A: I refer to the setting shown here and here: The outer circle has radius $R$, the inner circle has radius $R/2$. We can label each point of the inner circle with a parameter $0\leq a<2 \pi$. The motion of each point in the inner circle is given by the simultaneous motion of the white arrow
$$
w(t) = \frac{R}{2}(\cos (\omega t), \sin(\omega t) )
$$
and of the blue arrow relative to the point labelled by $a$ (note that the two arrows must move with the same angular velocity $\omega$ but in opposite directions):
$$
b_a(t) = \frac{R}{2}(\cos(-\omega t+a), \sin (-\omega t+a) )
$$

Therefore, for each point $a$, its trajectory is given by
$$
r_a(t) = b_a(t) + w(t) = \frac{R}{2}\big( \cos (\omega t)+\cos(a+\omega t) \, , \,  \sin(\omega t) +\sin (a-\omega t) \big)
$$
The velocity of the points in the inner circle is given by the derivative in $t$:
$$
r_a'(t) = \frac{R \, \omega }{2}\big(   -\sin(\omega t) + \sin(a-\omega t) \, , \,  \cos(\omega t ) - \cos(a - t \omega) \big)
$$
Finally, the angular momentum of the point labelled by $a$ with respect to the origin is $l_a(t) = r_a(t) \times r_a'(t)$, namely (using the somewhat standard notation $r_a = (x_a,y_a)$ and $r_a' = (x_a',y_a')$)
$$
l_a(t) = x_a(t) y_a'(t) - y_a(t) x_a'(t)
$$
Note: we are extending the cross product to 2D, the result it's a scalar.
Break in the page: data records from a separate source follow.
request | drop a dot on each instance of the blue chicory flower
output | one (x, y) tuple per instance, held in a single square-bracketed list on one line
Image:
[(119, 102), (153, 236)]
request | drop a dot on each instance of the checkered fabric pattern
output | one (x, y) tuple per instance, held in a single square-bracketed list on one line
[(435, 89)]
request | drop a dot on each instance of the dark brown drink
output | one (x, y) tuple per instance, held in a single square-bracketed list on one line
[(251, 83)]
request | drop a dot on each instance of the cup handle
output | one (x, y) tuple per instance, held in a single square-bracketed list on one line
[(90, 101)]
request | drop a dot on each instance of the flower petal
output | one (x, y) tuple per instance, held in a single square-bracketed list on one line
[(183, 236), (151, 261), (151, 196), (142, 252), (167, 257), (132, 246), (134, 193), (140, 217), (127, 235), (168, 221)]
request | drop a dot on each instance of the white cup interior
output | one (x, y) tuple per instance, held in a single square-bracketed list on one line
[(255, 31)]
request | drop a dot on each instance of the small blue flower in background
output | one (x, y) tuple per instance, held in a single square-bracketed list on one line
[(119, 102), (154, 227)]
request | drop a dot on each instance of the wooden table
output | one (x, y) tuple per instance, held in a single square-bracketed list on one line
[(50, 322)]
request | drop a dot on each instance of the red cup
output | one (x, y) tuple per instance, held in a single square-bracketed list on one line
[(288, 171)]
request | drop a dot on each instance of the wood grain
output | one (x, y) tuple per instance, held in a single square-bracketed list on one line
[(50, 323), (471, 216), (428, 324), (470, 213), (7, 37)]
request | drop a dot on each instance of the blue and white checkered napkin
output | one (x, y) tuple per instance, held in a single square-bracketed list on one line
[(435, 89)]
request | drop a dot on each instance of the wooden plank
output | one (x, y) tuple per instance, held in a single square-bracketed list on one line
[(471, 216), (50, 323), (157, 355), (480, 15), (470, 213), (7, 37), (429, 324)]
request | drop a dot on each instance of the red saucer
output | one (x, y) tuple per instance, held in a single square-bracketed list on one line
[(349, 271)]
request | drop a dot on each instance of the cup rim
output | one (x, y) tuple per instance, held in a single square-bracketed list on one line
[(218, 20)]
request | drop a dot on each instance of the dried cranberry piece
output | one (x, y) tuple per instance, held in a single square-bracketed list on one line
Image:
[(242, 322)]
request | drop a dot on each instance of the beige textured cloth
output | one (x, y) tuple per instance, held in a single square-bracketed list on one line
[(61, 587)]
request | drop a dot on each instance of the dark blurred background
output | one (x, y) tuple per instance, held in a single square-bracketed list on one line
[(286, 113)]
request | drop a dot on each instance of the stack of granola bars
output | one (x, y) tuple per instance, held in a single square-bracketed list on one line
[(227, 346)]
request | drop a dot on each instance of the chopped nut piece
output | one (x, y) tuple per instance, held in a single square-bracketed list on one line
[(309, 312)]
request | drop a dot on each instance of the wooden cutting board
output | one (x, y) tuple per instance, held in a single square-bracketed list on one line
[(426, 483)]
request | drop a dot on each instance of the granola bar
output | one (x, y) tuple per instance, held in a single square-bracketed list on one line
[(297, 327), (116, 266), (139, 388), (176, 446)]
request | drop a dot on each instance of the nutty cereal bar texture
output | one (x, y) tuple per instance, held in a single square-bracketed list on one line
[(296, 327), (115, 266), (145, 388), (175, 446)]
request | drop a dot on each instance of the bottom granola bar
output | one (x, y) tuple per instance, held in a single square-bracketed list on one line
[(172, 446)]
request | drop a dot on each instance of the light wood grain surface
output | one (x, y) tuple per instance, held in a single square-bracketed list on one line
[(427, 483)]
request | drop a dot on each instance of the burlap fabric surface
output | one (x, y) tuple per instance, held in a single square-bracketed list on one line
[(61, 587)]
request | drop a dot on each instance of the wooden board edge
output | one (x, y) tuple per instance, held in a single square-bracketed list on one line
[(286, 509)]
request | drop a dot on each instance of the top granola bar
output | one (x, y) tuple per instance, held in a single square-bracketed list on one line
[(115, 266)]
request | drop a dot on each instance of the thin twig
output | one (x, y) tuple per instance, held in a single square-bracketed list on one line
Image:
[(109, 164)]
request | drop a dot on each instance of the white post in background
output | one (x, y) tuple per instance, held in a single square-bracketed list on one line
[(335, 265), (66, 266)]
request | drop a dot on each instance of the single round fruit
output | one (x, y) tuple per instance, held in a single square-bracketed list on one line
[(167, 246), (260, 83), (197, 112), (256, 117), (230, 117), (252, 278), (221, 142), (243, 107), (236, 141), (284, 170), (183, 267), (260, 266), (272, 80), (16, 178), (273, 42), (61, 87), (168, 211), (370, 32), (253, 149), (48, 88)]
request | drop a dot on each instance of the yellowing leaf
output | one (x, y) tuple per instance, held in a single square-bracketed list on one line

You can check by direct calculation that
$$l_a(t)=0 \qquad \forall a$$
This is not surprising, since each point identified by $a$ moves on a straight line that goes through the origin. It follows that also the angular momentum of the whole inner circle is zero (as it is a sum, or better, an integral, of zero contributions). Assume that the inner circle has a total mass $M$, uniformly distributed (the mass density per unit length is $M/(2 \pi (R/2))= M/( \pi R)$ and the line element is $(R/2) da$)
$$
l_{tot} = \frac{M}{\pi R} \int_{0}^{2 \pi} da \, \frac{R}{2}  \, l_a(t) = \frac{M}{2\pi } \int_{0}^{2 \pi} da  \, l_a(t)  = 0
$$
Why is the angular momentum zero? because the inner circle undergoes two rotations in opposite directions at the same time. This result is consistent with the König's theorem.